¿Sumar más tecnología realmente mejora el aprendizaje en el aula?
Hace pocos días, la reconocida educadora sueca Inger Enkvist publicó en un medio internacional, ABC, un texto que pone en el centro una pregunta incómoda: ¿es la escuela digital la panacea educativa que muchos imaginamos, o estamos perdiendo lo esencial?
La experiencia sueca como espejo: según Enkvist, Suecia fue pionera en la digitalización escolar: ya desde fines de los ’80 instaló salas de computadoras en colegios, y en los ’90 invirtió fuertemente en tecnología para la escuela, combinando esa apuesta con una pedagogía progresista. La idea era clara: alumnos autónomos, trabajando en grupo, investigando, presentando proyectos; en vez de memorizar, aprender a pensar. El libro de texto —se dijo— era cosa del pasado, símbolo de pasividad.
Pero la realidad no acompañó la promesa. Con el paso de los años, esa confianza en lo digital empezó a mostrar grietas. Informes internos —como el famoso experimento en una escuela secundaria del norte sueco en 2001— indicaron caídas en el rendimiento, especialmente entre alumnos con dificultades. Además, las nuevas generaciones, muy expuestas a pantallas, tendencias y estímulos digitales, enfrentan desafíos crecientes para concentrarse, leer con profundidad, memorizar, reflexionar.
Este giro llevó a Suecia a dar pasos de reversión: recuperar libros de papel, revalorizar bibliotecas escolares con bibliotecarios, reducir el uso de pantallas en los primeros años, y retomar clases dirigidas por maestros.
¿Qué lecciones nos deja o debería dejarnos?
Para quienes somos parte de la comunidad educativa —docentes, familias, responsables de políticas, personas comprometidas con la enseñanza— la historia sueca invita a una reflexión profunda:
Tecnología no siempre equivale a mejor aprendizaje. El acceso a computadoras, pizarras digitales, internet y apps puede generar entusiasmo, innovación y posibilidades. Pero no asegura que los estudiantes construyan conocimientos robustos: lectura profunda, pensamiento crítico, memoria, comprensión, hábito de estudio. A veces, la promesa de “prepararlos para el siglo XXI” termina siendo una promesa vacía. La autoridad y guía del docente siguen siendo clave. Como advierte Enkvist, la escuela no puede transformarse en un espacio de “autogestión infantil” completa: los niños y jóvenes necesitan un maestro que marque el camino, que motive, que enseñe los contenidos básicos, y que promueva hábitos de trabajo, esfuerzo y disciplina.

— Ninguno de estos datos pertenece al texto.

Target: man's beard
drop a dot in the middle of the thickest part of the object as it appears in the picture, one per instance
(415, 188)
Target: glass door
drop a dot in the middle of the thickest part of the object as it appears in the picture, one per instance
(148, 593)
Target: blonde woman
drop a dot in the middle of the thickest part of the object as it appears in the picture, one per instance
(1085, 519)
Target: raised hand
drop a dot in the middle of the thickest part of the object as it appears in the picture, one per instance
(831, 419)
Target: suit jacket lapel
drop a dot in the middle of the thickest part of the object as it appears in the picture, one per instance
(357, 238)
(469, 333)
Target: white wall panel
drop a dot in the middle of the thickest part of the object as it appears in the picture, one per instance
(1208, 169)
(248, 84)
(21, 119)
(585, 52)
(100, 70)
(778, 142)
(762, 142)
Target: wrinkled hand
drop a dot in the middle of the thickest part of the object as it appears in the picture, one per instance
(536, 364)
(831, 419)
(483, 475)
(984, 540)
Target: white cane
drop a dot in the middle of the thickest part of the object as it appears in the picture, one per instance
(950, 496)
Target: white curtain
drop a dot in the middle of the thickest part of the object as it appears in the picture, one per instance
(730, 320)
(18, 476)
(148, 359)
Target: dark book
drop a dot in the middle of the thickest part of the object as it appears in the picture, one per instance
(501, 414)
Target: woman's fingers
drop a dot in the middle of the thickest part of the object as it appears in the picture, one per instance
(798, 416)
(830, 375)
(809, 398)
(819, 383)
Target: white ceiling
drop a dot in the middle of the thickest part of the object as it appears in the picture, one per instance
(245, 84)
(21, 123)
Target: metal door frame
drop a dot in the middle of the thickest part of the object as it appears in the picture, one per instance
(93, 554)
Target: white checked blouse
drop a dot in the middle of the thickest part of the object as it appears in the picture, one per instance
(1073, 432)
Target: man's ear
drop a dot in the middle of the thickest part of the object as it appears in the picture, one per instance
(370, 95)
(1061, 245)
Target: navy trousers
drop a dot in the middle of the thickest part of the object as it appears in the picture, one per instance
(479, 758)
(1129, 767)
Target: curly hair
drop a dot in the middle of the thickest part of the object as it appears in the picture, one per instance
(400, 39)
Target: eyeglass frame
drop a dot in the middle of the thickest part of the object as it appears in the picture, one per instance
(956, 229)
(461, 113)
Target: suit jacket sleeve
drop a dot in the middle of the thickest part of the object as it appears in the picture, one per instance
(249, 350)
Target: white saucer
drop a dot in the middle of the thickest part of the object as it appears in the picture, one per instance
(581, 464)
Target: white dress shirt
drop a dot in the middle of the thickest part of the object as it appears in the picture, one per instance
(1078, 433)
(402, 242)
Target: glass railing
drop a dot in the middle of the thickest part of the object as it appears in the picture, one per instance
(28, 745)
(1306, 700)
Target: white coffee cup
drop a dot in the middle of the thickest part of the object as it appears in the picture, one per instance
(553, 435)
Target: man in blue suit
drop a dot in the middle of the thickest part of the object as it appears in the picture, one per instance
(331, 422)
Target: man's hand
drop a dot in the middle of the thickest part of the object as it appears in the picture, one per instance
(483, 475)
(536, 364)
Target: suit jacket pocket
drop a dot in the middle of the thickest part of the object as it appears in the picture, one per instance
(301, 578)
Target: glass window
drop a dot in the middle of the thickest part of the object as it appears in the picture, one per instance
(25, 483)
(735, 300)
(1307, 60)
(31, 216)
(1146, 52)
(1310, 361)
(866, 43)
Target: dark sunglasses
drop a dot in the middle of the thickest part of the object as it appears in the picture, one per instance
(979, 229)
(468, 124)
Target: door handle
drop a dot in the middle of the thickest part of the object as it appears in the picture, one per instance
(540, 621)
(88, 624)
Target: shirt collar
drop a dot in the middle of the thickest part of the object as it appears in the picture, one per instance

El equilibrio importa. No se trata de demonizar la tecnología, sino de reconocer que su uso debe ser cuidadoso, progresivo, con propósito, y con sentido pedagógico. Así como un martillo puede construir o destruir, las pantallas pueden ser aliadas o distracciones peligrosas. La escuela debe volver a poner al conocimiento en el centro. No como mercancía, ni como competencia perenne, sino como puente — puente entre generaciones, entre familias, entre pueblos; puente hacia la cultura, la memoria, la participación.
Una invitación — para padres, maestros y sociedad
Para las familias: acompaña la escuela, pero no delegues todo en ella. Leer juntos, conversar, valorar el esfuerzo intelectual, la constancia, el hábito de estudio. La pantalla no puede ser cuna de aprendizaje por sí sola. Para maestros: reivindicar tu rol. Mucho más que facilitadores de softwares o guías de proyectos, recuperar la dignidad del aula como espacio de transmisión de conocimiento. Enseñar no significa entretener, sino formar. Para políticas educativas y sociedad en general: revisar pausadamente las modas pedagógicas. Innovar está bien, pero solo si hay evidencia de que mejora el aprendizaje real. Educación no es marketing: es futuro.